Why trust any software?

Mark H. Wood mwood at IUPUI.Edu
Tue Aug 6 14:56:50 CEST 2013


On Mon, Aug 05, 2013 at 12:31:13PM +0200, kardan wrote:
[snip]
> Also many linux users look strange at me if I say I do compile parts
> of my debian system.

Heh, but then Gentoo Linux users will look at you strangely if you say
that you *don't* compile parts of your system. :-)

> Fri, 26 Jul 2013 09:22:32 -0400
> "Mark H. Wood" <mwood at IUPUI.Edu> wrote:
> 
> > Well, Windows users who aren't programmers, who switch to e.g. Linux,
> > will then be Linux users who aren't programmers, so this alone changes
> > little for the individual.  He is still dependent on others in the
> > community.  That is quite alright -- an important part of PKC is for
> > people to find out for themselves who is reliable and form open-eyed
> > trust relationships.
> 
> Can you please explain what you mean by PKC in this context?

Sorry -- public key cryptography.

> Do you know of signing mechanisms for developers to
>  A have special keys for signing code changes
>  B sign each others keys to approve they are knowledged enough to
>  understand and check the code reliably.
>  C sign a piece of software/patch/commit with it

I don't see how this is different from a community building trust
relationships for email.

> ? Also it is interesting to differ between source and binaries -
> tracking source changes and builds separatedly or even confirm a
> trust chain with a combination of both.

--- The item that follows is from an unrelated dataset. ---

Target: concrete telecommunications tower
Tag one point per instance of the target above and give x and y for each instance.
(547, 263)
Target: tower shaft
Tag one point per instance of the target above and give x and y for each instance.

I suppose that you could rig a compiler to compute signatures over the
sources it reads and incorporate these signatures into the binary.
Likewise the linker.  The whole toolchain would have to be carefully
considered and modified to suit.  I haven't heard of anyone doing
that.  (Someone will now point out that we would be reposing even more
trust in the toolchain, making its verification more important.  Yes.)

-- 
Mark H. Wood, Lead System Programmer   mwood at IUPUI.Edu
Machines should not be friendly.  Machines should be obedient.